The first data comes as Eli Lilly continues its decades-long quest to bring an Alzheimer’s drug to market. Remternetug follows a drug called donanemab and an unsuccessful treatment with solanezumab. Remternetug and donanemab target plaque that builds up in the brain, while solanezumab focuses on the type that swims in the brain fluid.

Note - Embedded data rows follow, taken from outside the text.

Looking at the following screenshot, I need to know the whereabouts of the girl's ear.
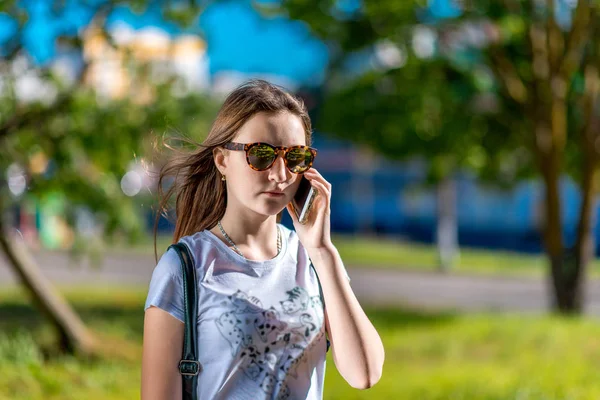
[213,147,227,175]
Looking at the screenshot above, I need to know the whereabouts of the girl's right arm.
[141,306,184,400]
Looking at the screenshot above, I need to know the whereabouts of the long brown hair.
[154,79,312,261]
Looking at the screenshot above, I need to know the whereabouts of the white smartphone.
[292,176,319,224]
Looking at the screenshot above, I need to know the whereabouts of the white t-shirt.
[144,224,350,400]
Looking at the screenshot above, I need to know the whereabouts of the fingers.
[304,168,331,194]
[285,203,298,223]
[310,179,331,207]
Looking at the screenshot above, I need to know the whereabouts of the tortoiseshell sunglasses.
[223,142,317,174]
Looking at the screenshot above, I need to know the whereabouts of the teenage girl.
[141,80,384,400]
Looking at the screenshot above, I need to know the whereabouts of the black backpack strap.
[308,258,331,352]
[169,242,202,400]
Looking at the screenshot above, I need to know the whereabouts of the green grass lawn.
[109,231,600,277]
[0,288,600,400]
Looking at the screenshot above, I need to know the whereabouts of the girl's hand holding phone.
[286,168,332,250]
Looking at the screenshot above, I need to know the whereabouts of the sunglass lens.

The Remternetug study enrolled 41 patients with early-stage Alzheimer’s disease. They were randomized to receive infusions of placebo or Remternetug in varying doses every four weeks.

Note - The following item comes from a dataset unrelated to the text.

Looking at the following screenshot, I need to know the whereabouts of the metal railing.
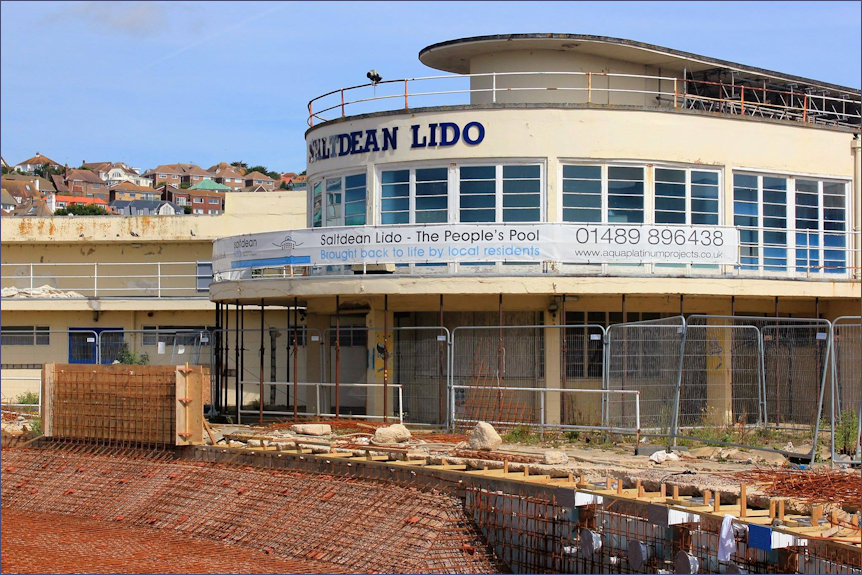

Eli Lilly found the drug caused “rapid and robust” amyloid plaque clearance, the presentation said. Clearing amyloid plaque is defined as bringing the level down to 24.1 centiloids — a unit used to measure amyloid in the brain — or less.

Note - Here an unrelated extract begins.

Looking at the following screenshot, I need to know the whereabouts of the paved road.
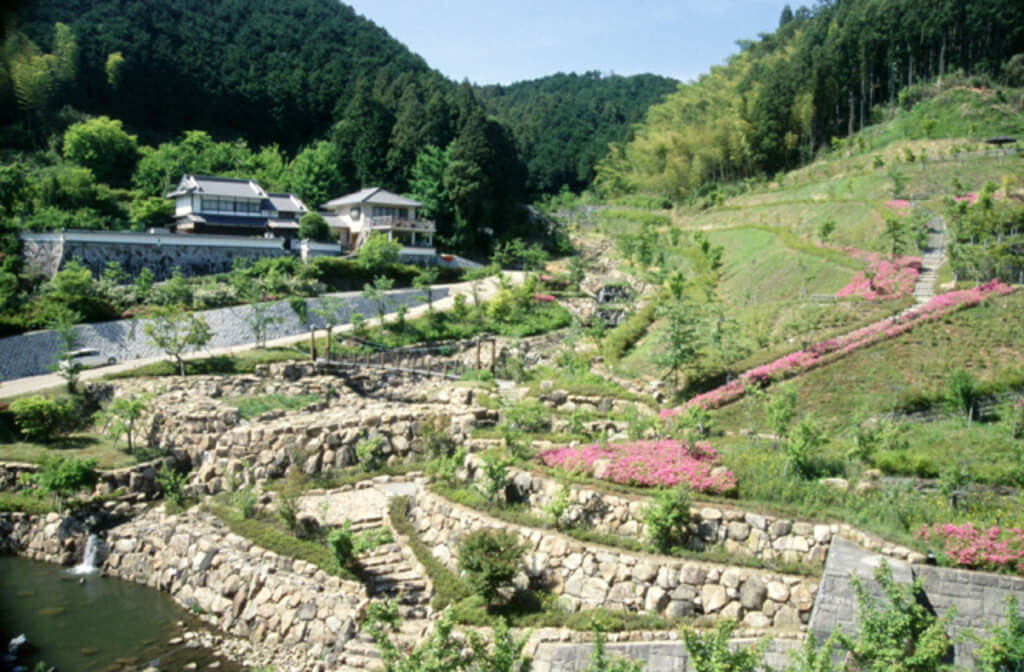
[0,271,516,398]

Plaque levels are “dose dependent,” the company says. In the majority of patients who received Remternetug at the three highest dose levels, amyloid plaque had disappeared by day 169 of the study.
The Indianapolis-based company is conducting an ongoing Phase 3 study of Remternetug, but did not specify what dose sizes it is studying. Eli Lilly expects to complete the process in 2025.
The results suggest that Remternetug “might provide more robust plaque removal” than donanemab, said JK Wall, a spokeswoman for Eli Lilly.
A phase 2 study of donanemab found that 40% of participants were treated with the drug amyloid clearance is achieved as early as six months, or approximately 182 days, after starting treatment.
But Wall added that it’s still too early to make quantitative comparisons of the two drugs.
Akash Tewari, an equity analyst at Jefferies, also highlighted “evidence of faster amyloid clearance with Remternetug vs. donanemab” in a Friday note. However, Tewari said it is uncertain whether removing amyloid plaque will result in clinical benefits such as a reduction in cognitive decline.
He noted that some research has shown a causal relationship between plaque clearance and the rate of cognitive decline, but “we have not seen this confirmed by the donanemab data.”
Tewari also compared the safety profiles of the two drugs. He estimates that Remternetug may have similar or higher rates of a problematic brain swelling side effect compared to donanemab.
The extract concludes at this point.